When General Custer left North Dakota he told us not to do anything until he came back. We have done our best to respect his instructions.
It is true that he had political ambitions. After all, General Grant got two terms for being a war hero. Custer decided to run as a Democrat which would have been worse than going to the Little Big Horn. Even though he messed up in Montana, we still think of him as a North Dakota hero because he is the best we could get.
Not in the Civil War
He was a genuine hero in the Civil War. Minnesota had a unit in the Civil War but North Dakota was unrepresented. We were just as hawkish as Minnesota but we had no one to go. People were scarce in the prairie state around the Civil War days. (Wars are never civil).
In fact, our cartographers created several western counties that had no people just to impress investors and attract immigrants. Slope County is still hoping for people – even an orphan train.
We kept stealing more and more of the land from the Indians but they plan to get it all back. It may take a while but the reservation casinos will eventually do it.
Seeing ND clearly
There is still a strong feeling that God did not intend for this flat country to be used for anything but raising bison. When Dave Barry was here, he said there was nothing to see for a hundred miles, and you could see that pretty clearly.
Not only does winter try to kill residents at least three times a year but there is nothing to stop the constant wind except two miles of barbed wire fence east of Washburn.
Yankton and Bismarck vied for the location of the state capitol with Bismarck eventually winning the challenge. We didn’t really need a capitol because our government for the first decades was in St. Paul.
Divided east and west
So why was the territory boundary drawn from east to west rather than north to south. First of all, all the wagon trails across the state were made by Minnesotans escaping to Washington. Then the Northern Pacific already had rails laid east to west.
After a good deal of maneuvering, a constitutional convention was called for 1889 at which the delegates spent their time lobbying for institutions for their home districts.
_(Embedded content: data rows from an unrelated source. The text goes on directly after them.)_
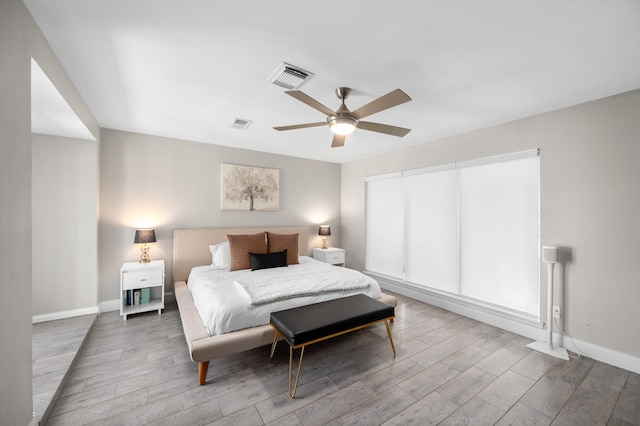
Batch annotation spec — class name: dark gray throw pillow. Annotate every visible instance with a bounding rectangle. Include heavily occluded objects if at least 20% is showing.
[249,249,287,271]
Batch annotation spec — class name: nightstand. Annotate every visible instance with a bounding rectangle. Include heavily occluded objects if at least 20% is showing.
[313,247,345,266]
[120,260,164,321]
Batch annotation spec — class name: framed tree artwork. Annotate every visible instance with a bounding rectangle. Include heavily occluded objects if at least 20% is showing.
[220,164,280,211]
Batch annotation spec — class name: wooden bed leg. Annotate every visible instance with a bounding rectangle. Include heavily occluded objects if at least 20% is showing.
[198,361,209,385]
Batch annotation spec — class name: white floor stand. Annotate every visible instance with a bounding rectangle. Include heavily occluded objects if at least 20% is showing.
[527,263,569,361]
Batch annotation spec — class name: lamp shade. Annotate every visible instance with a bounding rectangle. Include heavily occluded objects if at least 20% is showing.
[318,225,331,236]
[133,229,156,244]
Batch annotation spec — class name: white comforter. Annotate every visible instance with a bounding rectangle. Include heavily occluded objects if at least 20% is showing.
[187,256,380,336]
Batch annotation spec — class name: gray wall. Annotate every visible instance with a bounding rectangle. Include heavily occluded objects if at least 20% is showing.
[0,0,33,425]
[32,134,98,315]
[341,91,640,357]
[99,129,340,302]
[0,0,99,425]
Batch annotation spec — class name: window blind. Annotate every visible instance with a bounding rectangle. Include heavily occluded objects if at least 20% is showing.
[366,150,540,316]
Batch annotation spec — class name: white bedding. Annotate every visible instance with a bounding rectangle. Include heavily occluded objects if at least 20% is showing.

Promises were made for institutions of higher learning even in areas that didn’t want higher learning. We’re still living with the consequences of this high stakes pork-barreling.
To demonstrate the state’s priorities, more votes were cast on the issue of legalizing alcohol than on approving the constitution which the Territory needed to become a state. That’s when more people started reading “Statehood for Dummies” in the Starbucks coffee shops.
Socialists at work
In the first part of the 1900s, North Dakota had more farmers than any other professional gamblers so they were a force to be reckoned with, something the Minneapolis bankers, millers and railroads didn’t know until it was too late. That brought on the Nonpartisan League and its socialist advocates who invented the Bank of North Dakota and the State Mill and Elevator, a total embarrassment for a private enterprise state.
Through the decades, free enterprise legislators introduced bills to sell the Mill and/or the Bank until they both became prosperous and prominent across the whole country. Russian trade teams would come and giggle all the way through their tours of the Mill.
There isn’t enough space to discuss the impact of the 1930s on the psyche of average North Dakotans, but a lot of us became unbalanced with our checkbooks.
Lloyd Omdahl is a former state lieutenant governor and professor at UND.